If you’ve taken a minute at a clothing retail store and browsed through a label, chances are that you’ve seen ‘Made in India’ or ‘Made in China’ regardless of where you are in the world! The Asian textile industry has reigned the WTO textile export chart for over a decade. Last year, India and China among other top Asian exporters accounted for 52.31%[1] of the global market. While at the macro level the market position seems grounded, a closer examination would reveal a growing requirement for ethical and sustainably conscious garment suppliers – construing a vulnerability among second and third tier supply chains.

In the wake of the Rana Plaza building collapse in Bangladesh killing 1,129 garment workers, thousands were exposed to ‘unsafe conditions.’ Multinational apparel brands sourcing materials from these suppliers have had their reputation bruised, drawing questions on unethical sourcing and trading. Unfortunately this isn’t the first time a textile sourcing firm has been exposed. Several multinational clothing brands have experienced issues with labour practices and environmental non-compliances. Usually at this juncture, a retailer would mitigate short-term reputational risks by publicising an intended agenda addressing the matter; in the long-term, they may choose to work with the supplier in bettering their standards or replace them all together. The latter has had deeper socio-economic repercussions evident in India.

The competitive micro, small medium enterprises (MSMEs) accounts for 5.33 million[2] producers-suppliers of apparel and textile. Two thirds of Indian textiles (handlooms, hand-made textiles, cotton, wool, jute) are exported primarily to the EU and USA[3]. The Asian market has been lucrative in most ways, cutting manufacturing costs. However for a retailer there are several hidden liabilities.

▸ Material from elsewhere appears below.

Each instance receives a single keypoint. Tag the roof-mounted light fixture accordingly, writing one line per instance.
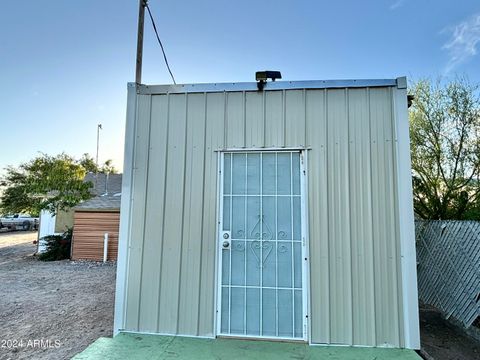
(263, 76)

These risks are addressed by sizing potential suppliers against a set criterion designed by the retailer’s ‘Code of Conduct’. Most suppliers are filtered out, usually missing the opportunity to export.

A textile supplier is exposed to several risks including economic turbulence, non-compliance and stiff market competition. Consider Tirupur in Tamil Nadu, a primary textile hub with 750 direct exporters and thousands more as sub-contractors. In a span of just five years the city’s previously bustling streets have several factories shut, owing to a sharp decline in demand during the economic slowdown; non-compliance of zero waste discharge on-site shutting 700 units in 2011 and competitive pricing in Bangladesh. However the price hikes maybe due to a number of factors. Inefficiencies within the factory, is one of them. The Hindu quoted a manufacturer who hiked unit price by Rs.10 owing to high fuel costs to run generator sets during power shortages. Garment factories need to meet manufacturing expenses while sell at a competitive price. When manufacturing costs start to rise, saleability reduces and a shift in market interest re-route sourcing.

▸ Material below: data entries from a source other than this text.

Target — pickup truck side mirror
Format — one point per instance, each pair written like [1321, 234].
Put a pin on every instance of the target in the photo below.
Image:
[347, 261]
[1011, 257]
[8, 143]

While it may seem that there are a plethora of external factors, suppliers need to pedal through, VNV would recommend taking charge of measures within the operation first. Costs could be trimmed when energy deficits, water consumption and waste generation are examined. Leverage on business efficiency by reducing resource ‘leakages’ within the operations to improve company’s sustainable performance and heighten export appeal. Consider acquiring an eco-label for a certain fabric or even an ethical sourcing label to prove credibility in fair labour practices. FairTrade reported a 10-12% rise in products in USA and EU, suggesting a rising sustainable consumer trend. Moreover with the introduction of the Higg index for sustainable apparel and footwear, retailers will rely on their suppliers to ‘do the right thing’.

The sooner you start to review operations, the better you gain competitively.  After all, a stitch in time saves nine!



[2] 20.5 % (IBEF) of 26 million SMES (IndiaStats, Dr. Bhaskaran, 2012).